I tried doing it by parts and allowing $u=\arctan(x)$ and $\frac{\mathrm dv}{\mathrm dx}=\arctan(x)$. But from then it becomes complicated, I was wondering if there was alternative method, or different way of approaching the question.
Thank you.
Well, we get that
$$\small\begin{align*} \int\arctan^2(x)\mathrm dx&=x\arctan^2(x)-\int\frac{2x}{1+x^2}\arctan(x)\mathrm dx\\ &=x\arctan^2(x)-\log(1+x^2)\arctan(x)+\int\frac{\log(1+x^2)}{1+x^2}\mathrm dx\\ &=x\arctan^2(x)-\log(1+x^2)\arctan(x)+\int\log(1+\tan^2(u))\mathrm du\\ &=x\arctan^2(x)-\log(1+x^2)\arctan(x)-2\int\log(\cos(u))\mathrm du\\ &=x\arctan^2(x)-\log(1+x^2)\arctan(x)-2\left[\frac12\operatorname{Cl}_2(\pi-2u)-u\log(2)\right]\\ &=x\arctan^2(x)-\log(1+x^2)\arctan(x)-\operatorname{Cl}_2(\pi-2\arctan(x))+2\arctan(x)\log(2)\\ &=x\arctan^2(x)-\log(1+x^2)\arctan(x)-\Im\operatorname{Li}_2\left(e^{i(\pi-2\arctan(x))}\right)+2\arctan(x)\log(2) \end{align*}$$
Here $\operatorname{Cl_2}(z)$ denotes the Clausen Function and $\operatorname{Li}_2(z)$ the Dilogarithm, or Spence's Function.

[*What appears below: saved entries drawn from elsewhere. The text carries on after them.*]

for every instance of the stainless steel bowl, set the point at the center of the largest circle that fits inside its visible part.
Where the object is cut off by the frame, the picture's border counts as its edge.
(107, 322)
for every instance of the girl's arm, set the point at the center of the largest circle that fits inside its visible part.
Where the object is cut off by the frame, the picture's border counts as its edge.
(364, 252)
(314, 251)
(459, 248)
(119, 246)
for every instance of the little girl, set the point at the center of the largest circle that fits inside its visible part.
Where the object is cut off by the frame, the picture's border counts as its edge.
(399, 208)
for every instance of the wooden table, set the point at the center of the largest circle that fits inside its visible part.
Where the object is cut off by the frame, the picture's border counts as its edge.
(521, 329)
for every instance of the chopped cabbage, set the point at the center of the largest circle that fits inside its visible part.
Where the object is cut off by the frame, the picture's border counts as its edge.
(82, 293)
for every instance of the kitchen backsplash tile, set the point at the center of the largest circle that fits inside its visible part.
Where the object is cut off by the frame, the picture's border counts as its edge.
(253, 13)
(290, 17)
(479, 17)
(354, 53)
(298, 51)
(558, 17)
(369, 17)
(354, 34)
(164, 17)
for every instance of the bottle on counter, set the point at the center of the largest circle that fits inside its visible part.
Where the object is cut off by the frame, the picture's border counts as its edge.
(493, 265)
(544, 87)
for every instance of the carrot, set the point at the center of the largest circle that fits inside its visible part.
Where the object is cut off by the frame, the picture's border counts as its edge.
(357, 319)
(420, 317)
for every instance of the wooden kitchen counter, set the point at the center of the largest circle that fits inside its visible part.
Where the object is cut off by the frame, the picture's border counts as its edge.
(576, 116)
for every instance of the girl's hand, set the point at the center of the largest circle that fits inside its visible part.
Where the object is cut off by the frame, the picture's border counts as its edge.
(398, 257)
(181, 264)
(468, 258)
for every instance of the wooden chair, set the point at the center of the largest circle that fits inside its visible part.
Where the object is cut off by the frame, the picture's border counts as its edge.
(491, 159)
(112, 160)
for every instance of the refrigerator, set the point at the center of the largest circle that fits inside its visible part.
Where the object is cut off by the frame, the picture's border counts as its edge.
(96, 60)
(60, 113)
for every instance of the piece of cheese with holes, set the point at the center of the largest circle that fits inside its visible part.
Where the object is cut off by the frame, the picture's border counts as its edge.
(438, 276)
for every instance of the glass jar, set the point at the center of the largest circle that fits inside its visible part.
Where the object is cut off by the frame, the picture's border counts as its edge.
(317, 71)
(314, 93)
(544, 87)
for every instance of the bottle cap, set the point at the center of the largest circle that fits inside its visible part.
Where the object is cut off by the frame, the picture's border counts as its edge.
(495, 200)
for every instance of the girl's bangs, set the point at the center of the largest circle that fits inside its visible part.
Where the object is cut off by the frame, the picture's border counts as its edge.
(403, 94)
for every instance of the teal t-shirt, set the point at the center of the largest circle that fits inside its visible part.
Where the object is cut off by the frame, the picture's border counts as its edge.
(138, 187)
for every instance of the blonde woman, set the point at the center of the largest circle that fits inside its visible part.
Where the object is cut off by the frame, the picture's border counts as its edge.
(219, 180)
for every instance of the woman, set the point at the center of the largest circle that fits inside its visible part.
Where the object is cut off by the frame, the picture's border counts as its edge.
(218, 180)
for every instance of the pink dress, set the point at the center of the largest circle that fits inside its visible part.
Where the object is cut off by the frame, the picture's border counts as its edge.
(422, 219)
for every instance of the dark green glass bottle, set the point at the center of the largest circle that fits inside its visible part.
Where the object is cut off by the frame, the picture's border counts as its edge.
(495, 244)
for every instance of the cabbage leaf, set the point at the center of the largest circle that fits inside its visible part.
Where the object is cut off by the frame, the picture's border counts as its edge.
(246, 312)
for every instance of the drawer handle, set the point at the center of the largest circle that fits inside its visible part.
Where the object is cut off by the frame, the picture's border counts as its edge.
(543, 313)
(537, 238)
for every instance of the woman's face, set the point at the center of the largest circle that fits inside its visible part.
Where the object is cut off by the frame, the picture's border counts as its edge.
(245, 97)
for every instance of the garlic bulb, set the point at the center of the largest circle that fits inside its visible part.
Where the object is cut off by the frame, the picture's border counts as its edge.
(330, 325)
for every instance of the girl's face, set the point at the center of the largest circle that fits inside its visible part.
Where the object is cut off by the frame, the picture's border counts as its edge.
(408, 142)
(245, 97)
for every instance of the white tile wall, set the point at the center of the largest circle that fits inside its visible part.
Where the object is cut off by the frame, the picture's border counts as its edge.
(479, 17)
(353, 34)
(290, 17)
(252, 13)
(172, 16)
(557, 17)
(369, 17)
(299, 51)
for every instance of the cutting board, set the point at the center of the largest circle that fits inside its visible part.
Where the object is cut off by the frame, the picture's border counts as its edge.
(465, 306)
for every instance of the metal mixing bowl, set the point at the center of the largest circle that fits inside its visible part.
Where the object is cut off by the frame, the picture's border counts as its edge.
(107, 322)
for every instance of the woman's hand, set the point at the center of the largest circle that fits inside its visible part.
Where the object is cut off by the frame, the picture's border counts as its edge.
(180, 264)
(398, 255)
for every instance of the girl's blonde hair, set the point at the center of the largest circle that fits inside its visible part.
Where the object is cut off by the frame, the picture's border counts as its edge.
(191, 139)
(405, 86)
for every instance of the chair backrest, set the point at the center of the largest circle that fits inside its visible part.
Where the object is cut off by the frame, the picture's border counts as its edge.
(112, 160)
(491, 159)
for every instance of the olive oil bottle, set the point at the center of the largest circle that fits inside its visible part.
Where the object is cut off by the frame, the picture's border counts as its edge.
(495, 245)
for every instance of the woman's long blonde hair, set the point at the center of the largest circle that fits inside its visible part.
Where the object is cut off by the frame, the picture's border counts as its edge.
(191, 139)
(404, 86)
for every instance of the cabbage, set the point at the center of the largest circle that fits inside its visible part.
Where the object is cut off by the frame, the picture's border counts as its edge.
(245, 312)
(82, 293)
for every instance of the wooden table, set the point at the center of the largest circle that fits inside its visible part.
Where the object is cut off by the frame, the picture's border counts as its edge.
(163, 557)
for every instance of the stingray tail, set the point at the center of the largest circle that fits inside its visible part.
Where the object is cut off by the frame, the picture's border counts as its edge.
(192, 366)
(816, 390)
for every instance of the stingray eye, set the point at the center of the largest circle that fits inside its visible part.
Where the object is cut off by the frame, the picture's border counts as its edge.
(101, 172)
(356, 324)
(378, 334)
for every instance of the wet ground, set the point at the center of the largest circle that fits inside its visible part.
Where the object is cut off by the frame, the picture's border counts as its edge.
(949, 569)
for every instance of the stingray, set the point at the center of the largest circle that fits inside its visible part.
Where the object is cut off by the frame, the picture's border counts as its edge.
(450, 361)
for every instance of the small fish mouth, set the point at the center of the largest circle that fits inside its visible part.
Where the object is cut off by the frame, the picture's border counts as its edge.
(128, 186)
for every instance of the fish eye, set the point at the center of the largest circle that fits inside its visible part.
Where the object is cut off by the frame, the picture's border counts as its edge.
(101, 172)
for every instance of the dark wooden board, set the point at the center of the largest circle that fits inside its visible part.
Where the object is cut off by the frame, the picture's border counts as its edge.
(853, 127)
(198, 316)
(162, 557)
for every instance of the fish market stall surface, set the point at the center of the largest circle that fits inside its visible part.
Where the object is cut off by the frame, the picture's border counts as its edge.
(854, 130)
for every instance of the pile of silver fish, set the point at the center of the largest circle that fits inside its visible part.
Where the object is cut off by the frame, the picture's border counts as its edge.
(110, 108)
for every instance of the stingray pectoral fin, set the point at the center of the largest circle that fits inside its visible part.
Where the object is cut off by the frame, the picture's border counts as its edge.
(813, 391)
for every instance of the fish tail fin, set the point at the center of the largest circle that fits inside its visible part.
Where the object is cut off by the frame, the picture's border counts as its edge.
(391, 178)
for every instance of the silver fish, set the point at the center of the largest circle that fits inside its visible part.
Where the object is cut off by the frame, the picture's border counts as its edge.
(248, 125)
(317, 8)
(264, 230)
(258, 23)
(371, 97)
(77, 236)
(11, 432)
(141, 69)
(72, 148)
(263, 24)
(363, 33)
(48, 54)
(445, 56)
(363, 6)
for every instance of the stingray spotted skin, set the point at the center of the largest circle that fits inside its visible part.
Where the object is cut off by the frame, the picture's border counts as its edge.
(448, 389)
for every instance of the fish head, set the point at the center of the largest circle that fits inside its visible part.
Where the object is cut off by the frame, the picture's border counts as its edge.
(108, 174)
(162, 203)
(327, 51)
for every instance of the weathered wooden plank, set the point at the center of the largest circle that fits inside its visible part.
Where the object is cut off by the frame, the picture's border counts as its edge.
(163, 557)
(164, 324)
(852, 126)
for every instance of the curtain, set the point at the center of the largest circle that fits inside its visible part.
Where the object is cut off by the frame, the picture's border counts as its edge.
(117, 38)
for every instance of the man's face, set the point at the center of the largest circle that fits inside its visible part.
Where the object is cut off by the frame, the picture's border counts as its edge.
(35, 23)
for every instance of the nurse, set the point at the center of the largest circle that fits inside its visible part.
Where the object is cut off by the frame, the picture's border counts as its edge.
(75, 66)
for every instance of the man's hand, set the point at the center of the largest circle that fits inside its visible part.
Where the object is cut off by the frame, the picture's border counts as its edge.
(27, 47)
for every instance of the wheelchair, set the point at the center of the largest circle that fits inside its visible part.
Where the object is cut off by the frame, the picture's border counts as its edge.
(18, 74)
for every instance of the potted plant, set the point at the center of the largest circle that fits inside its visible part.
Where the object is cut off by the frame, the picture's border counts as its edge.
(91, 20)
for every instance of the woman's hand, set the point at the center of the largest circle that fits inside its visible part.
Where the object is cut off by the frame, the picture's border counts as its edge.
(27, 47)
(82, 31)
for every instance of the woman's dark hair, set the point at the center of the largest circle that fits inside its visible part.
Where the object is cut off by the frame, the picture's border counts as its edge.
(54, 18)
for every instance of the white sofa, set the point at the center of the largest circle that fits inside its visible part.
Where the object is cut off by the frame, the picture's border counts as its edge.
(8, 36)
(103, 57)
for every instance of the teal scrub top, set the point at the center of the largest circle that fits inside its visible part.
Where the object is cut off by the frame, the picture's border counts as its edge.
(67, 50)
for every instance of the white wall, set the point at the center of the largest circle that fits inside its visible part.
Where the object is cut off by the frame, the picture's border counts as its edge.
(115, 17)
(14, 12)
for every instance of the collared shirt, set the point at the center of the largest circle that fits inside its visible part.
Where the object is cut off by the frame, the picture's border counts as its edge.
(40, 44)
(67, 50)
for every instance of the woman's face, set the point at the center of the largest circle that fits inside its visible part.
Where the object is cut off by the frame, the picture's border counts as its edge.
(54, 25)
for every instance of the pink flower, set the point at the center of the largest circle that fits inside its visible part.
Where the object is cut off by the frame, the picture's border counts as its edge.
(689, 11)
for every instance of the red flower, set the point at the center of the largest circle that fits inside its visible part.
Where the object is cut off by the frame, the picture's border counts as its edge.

Recalling the integral representation of the Clausen Function one can verify the result by direct differentation using the Fundamental Theorem of Calculus and the chain rule. The last simplification step is trivial as one can see by examining the series representations of $\operatorname{Li}_2(e^{i\theta})$ and $\operatorname{Cl}_2(\theta)$ and is only here to reexpress the auxiliary function, i.e. the Clausen Function, in terms of the more common Dilogarithm. It was nothing more used then Integration By Parts and a suitable substitution combined with the knowledge about the utilized special functions.